When the assessors told me that Joey’s comprehension of speech is at a twelve-month level, I wasn’t sold. The speech therapist at the Regional center explained that it seems as though he can understand more of what’s happening at home because he knows our routines. But it seemed perfectly possible that he just hadn’t chosen to communicate his understanding at the assessment. So Thursday and Friday, I tried talking to Joey without signs, gestures, or props: and he can’t understand what I’m saying. If I sign as I say “Are you hungry?” then he will say “Okay!” or run to the kitchen or both. If I just ask, “Are you hungry?” he doesn’t know what’s going on. I spent two days saying everything without visual hints, waiting, and then repeating myself and adding signs and so forth.

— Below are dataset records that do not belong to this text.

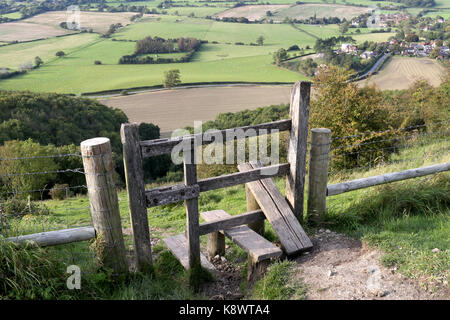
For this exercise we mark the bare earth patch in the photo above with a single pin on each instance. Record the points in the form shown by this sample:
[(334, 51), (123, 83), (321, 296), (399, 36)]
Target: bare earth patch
[(173, 109), (342, 268), (252, 12), (399, 73)]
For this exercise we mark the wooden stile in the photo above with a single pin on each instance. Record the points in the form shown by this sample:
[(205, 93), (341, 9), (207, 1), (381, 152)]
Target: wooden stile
[(278, 212)]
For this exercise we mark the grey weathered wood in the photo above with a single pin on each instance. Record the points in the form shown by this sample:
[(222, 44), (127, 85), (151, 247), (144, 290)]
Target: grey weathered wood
[(232, 221), (99, 172), (176, 193), (156, 147), (252, 205), (278, 212), (299, 114), (178, 245), (180, 192), (192, 215), (215, 244), (319, 157), (255, 245), (137, 201), (57, 237), (335, 189)]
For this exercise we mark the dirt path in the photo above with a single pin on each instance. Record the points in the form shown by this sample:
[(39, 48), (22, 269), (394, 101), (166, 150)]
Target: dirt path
[(342, 268)]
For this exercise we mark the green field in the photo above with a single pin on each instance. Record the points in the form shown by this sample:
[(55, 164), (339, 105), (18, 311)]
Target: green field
[(12, 56)]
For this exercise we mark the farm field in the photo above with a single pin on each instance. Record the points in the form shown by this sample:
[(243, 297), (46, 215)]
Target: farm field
[(98, 21), (401, 72), (304, 11), (163, 107), (21, 31), (12, 56), (251, 12)]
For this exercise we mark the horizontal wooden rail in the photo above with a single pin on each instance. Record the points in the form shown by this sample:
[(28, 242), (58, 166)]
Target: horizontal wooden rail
[(151, 148), (52, 238), (233, 221), (343, 187), (180, 192)]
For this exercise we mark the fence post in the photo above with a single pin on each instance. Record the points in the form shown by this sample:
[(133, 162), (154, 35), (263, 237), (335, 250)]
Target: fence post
[(319, 157), (192, 215), (134, 175), (251, 206), (299, 114), (104, 204)]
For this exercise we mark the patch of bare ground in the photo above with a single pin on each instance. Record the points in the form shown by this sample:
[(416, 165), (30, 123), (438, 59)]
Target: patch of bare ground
[(342, 268)]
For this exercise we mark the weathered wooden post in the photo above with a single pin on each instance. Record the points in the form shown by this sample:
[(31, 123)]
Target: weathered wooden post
[(99, 172), (318, 172), (299, 114), (253, 205), (192, 215), (132, 158)]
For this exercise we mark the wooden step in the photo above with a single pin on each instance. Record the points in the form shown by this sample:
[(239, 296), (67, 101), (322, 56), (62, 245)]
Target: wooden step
[(277, 210), (256, 246), (179, 247)]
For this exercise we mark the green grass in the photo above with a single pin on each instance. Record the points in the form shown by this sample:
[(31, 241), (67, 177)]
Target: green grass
[(12, 56), (280, 283)]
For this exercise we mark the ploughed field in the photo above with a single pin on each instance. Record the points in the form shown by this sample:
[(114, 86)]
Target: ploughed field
[(400, 72), (174, 109)]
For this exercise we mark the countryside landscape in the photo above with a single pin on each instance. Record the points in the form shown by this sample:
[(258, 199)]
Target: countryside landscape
[(95, 95)]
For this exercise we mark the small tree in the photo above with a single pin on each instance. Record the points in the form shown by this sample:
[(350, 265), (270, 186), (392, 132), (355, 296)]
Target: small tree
[(38, 61), (260, 40), (279, 56), (171, 78)]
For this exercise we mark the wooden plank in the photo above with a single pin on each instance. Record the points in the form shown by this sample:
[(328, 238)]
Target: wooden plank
[(291, 234), (104, 204), (176, 193), (137, 201), (243, 177), (180, 192), (151, 148), (192, 217), (178, 245), (57, 237), (299, 114), (339, 188), (255, 245), (232, 221)]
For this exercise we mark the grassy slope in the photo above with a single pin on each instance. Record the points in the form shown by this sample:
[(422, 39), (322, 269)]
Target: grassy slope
[(405, 219)]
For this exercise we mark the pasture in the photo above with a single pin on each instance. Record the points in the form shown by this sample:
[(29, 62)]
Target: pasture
[(98, 21), (251, 12), (12, 56), (400, 72), (196, 104), (22, 31)]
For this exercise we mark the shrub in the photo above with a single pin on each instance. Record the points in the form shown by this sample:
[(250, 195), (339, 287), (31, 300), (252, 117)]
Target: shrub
[(60, 191)]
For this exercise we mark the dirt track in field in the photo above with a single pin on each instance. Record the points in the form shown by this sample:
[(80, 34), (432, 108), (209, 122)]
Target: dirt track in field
[(173, 109), (399, 73)]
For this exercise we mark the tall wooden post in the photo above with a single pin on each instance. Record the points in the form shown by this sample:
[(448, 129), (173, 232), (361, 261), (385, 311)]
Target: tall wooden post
[(318, 172), (192, 215), (252, 205), (99, 171), (299, 114), (134, 174)]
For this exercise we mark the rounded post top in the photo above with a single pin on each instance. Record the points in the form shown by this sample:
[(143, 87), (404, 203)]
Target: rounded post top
[(321, 130), (96, 146)]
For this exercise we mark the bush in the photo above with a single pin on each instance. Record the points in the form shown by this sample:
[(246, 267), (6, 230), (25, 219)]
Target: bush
[(60, 192)]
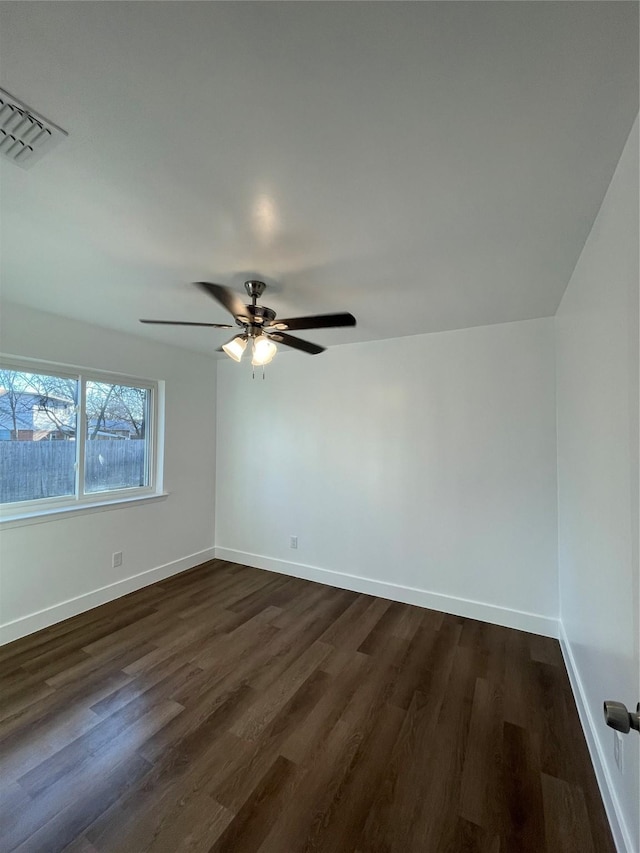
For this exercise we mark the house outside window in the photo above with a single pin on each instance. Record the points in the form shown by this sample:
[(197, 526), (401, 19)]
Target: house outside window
[(73, 437)]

They were right. I was wrong.
I can’t wait until our Signing Time dvds get here; even if Joey doesn’t choose to sign, if Kit and I can start signing to him, that clearly helps him to know what we’re talking about. I’ve been looking into ways to learn more ASL (in some ways, it makes more sense for me to try to learn EES, or Exact English Signing, but ASL is a cooler and more widely used language, so I’d rather use that) in a structured way. I can keep adding single signs via the internet, but I’m not going to get a real grasp of grammar or syntax that way. And I know that it would be best if I could learn directly from a D/deaf person. Right now, I’m thinking about asking my parents for an ASL class for my birthday—but that’s, what, like six months away. But in the meantime, I’m going to look for more dvds and ask for book recommendations. The only other person I’ve really talked to who has a young autistic son has decided not to sign with him—and he doesn’t talk. I’m in favor of sign based on a recommendation from the first speech therapist and what I know about sign and D/deaf kids (which turned out to be much more controversial than I would have guessed). I want Joey to learn a language, and any language will make it easier for him to learn other languages. He has been losing words for more than six months now, and his useful vocabulary is down to something like twenty words now (he can also name things that he is seeing in Blue’s Clues). If he can sign, then by all means, let’s sign.